SnapPointState AttachedVectorLines, GUID Tracks model coherency and engagement range.

A key feature of TTS is the onObjectPickUp and onObjectDrop event handlers. These events allow a scripting engine to record movement vectors in real-time. WARScribe can utilize these triggers to automatically generate move strings:

onObjectDrop(player, object) -> CalcVector(start, end) -> WriteCWS("MOV:UID")

This digital-first approach ensures that the notation is a true representation of the physical state of the board.

The Resolution of the Modification Problem in BattleTech

The "Modification Problem" in wargaming often relates to how movement and shooting are adjusted by terrain and situational factors. BattleTech provides a rigorous precedent for this with the PSR (Piloting Skill Roll) and GATOR systems.

The GATOR Algorithm for Attack Declaration

In BattleTech, the target number for an attack is built sequentially:

  1. G (Gunnery): The base skill of the pilot.
  2. A (Attacker): Modifiers based on whether the attacker walked, ran, or jumped.
  3. T (Target): Modifiers based on the target's movement distance.
  4. O (Other): Modifiers for heat, damage, or specific gear.
  5. R (Range): Short, Medium, or Long distance penalties.

WARScribe adopts this checklist approach for its resolution strings. Instead of just recording the final "hit," the notation includes the base BS and the stack of modifiers:

UID1.4 -> UID2 {BS3+, MOD:+1(Heavy), MOD:-1(Cover)} -> Result:4(Pass)

By recording the factors (Heavy weapon bonus, Cover penalty), the notation provides a complete record of the "Modification" at the moment of resolution, making it easy to spot errors or analyze strategic choices in post-game reviews.

Advanced Coordinate Reference Systems (CRS)

Wargaming movement often involves complex interactions with terrain features. Relative Vector Notation is most effective when anchored in a robust CRS. Game developers differentiate between Cartesian systems based on their orientation. Unreal Engine, for example, assigns the XYZ axes to Forward, Right, and Up, while Unity uses Right, Up, and Forward.

For WARScribe to be truly universal, it must define a standard orientation for its Cartesian basis:

  • X-axis: The horizontal width of the table (East-West).
  • Y-axis: The vertical height (Elevation).
  • Z-axis: The horizontal depth of the table (North-South).

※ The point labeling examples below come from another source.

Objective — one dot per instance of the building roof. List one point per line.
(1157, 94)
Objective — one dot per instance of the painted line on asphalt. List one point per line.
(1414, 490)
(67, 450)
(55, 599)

This right-handed coordinate system allows for the use of standard rotation matrices to resolve model pivots and aircraft movements. In 10th edition, aircraft movement became more restricted, with models no longer able to pivot before moving unless they are in Hover mode. WARScribe records these pivots as angular displacements:

ROT:UID1 {Pivot: 90°}

Combined with RVN, this provides a mathematically complete record of any model's path through 3D space.

Conclusion and Future Directions

WARScribe represents a convergence of several disparate fields: the efficiency of chess notation, the logic of GDL, the relational semantics of Partake, and the physical state capture of digital tools like Tabletop Simulator. By addressing the Identity, Resolution, and Modification problems through a rigorous, symbolic grammar, WARScribe provides the first truly universal language for the tabletop wargaming community.

Future development will focus on the automation of this notation through computer vision and digital overlays. As players increasingly turn to virtual tabletop environments and augmented reality aids, the demand for a machine-parsable, edition-independent record of play will only grow. WARScribe is the foundational step toward that future, providing a language that is as durable as the hobby it serves.